Agent Execution Flow

stateDiagram-v2
    [*] --> LoadConfig: Start Execution
    LoadConfig --> LoadTools: Load from Registry
    LoadTools --> CallLLM: Get Tool Definitions
    CallLLM --> UpdateMetrics: LLM Response
    UpdateMetrics --> CheckTools: Record Usage
    CheckTools --> ExecuteTools: Tools Requested
    CheckTools --> Success: No Tools Needed
    ExecuteTools --> CallLLM: Return Results
    Success --> [*]: Complete

Quick Start

Prerequisites

AWS Account with appropriate permissions
Python 3.12+
Node.js 18+ (for CDK and Amplify UI)
AWS CDK CLI: npm install -g aws-cdk
UV for Python: pip install uv

Initial Setup

# Clone the repository
git clone https://github.com/your-org/step-functions-agent.git
cd step-functions-agent

# Install Python dependencies
uv pip install -r requirements.txt

# Bootstrap CDK (first time only)
cdk bootstrap

# Set environment
export ENVIRONMENT=prod

Deploy Core Infrastructure

# 1. Deploy shared infrastructure (once per environment)
cdk deploy SharedInfrastructureStack-prod
cdk deploy AgentRegistryStack-prod

# 2. Deploy LLM service (choose one)
cdk deploy SharedUnifiedRustLLMStack-prod  # Recommended: High-performance unified service

# 3. Configure API keys in AWS Secrets Manager
aws secretsmanager create-secret \
    --name /ai-agent/llm-secrets/prod \
    --secret-string '{
        "ANTHROPIC_API_KEY": "sk-ant-...",
        "OPENAI_API_KEY": "sk-...",
        "GEMINI_API_KEY": "..."
    }'

Deploy Management UI

cd ui_amplify

# Install dependencies
npm install

# Deploy to Amplify (creates hosted UI)
npx ampx sandbox  # For development
# OR
npx ampx pipeline-deploy --branch main  # For production

The UI will be available at your Amplify app URL (e.g., https://main.xxxx.amplifyapp.com)

Building Your First Agent

1. Create Agent Stack

Create a new file stacks/agents/my_agent_stack.py:

from aws_cdk import Fn
from stacks.agents.modular_base_agent_unified_llm_stack import ModularBaseAgentUnifiedLLMStack

class MyAgentStack(ModularBaseAgentUnifiedLLMStack):
    def __init__(self, scope, construct_id, env_name="prod", **kwargs):

        # Import required tools from registry
        db_tool_arn = Fn.import_value(f"DBInterfaceToolLambdaArn-{env_name}")
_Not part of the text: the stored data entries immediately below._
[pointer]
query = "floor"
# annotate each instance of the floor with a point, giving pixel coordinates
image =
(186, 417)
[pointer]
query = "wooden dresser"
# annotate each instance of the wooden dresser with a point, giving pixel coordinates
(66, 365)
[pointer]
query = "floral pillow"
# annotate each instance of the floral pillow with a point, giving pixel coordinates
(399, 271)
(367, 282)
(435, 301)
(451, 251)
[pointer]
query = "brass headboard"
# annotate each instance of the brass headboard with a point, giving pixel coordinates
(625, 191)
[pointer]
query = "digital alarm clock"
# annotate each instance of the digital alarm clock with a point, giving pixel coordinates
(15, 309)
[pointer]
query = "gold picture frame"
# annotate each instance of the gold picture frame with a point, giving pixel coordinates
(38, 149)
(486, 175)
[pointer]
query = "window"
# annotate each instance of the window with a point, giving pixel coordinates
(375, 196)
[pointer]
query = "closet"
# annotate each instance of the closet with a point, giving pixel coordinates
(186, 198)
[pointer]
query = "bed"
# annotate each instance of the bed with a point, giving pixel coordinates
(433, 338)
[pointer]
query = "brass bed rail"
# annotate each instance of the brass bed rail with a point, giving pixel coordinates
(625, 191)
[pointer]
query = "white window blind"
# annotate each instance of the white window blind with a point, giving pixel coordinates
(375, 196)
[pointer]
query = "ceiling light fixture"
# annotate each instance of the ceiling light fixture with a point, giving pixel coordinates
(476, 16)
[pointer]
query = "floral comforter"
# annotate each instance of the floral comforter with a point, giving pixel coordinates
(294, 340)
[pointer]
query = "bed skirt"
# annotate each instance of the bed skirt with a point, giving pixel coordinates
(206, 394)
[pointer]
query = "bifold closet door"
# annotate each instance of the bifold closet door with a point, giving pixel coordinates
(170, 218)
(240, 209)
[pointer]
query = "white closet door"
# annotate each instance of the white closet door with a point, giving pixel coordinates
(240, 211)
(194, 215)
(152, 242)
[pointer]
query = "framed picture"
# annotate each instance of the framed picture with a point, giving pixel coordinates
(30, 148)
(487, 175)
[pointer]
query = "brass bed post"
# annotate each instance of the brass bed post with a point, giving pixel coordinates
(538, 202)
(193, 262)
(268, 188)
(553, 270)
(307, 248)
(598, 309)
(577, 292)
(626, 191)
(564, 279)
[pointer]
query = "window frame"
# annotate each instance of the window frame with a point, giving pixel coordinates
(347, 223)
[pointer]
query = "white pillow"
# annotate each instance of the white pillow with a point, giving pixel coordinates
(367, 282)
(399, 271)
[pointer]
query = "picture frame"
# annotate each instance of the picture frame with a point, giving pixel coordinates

        # Configure tools for this agent
        tool_configs = [
            {
                "tool_name": "query_database",
                "lambda_arn": db_tool_arn,
                "requires_activity": False
            }
        ]

        # Define agent behavior
        system_prompt = """You are a data analyst assistant.
        Help users query and analyze database information.
        Always explain your findings clearly."""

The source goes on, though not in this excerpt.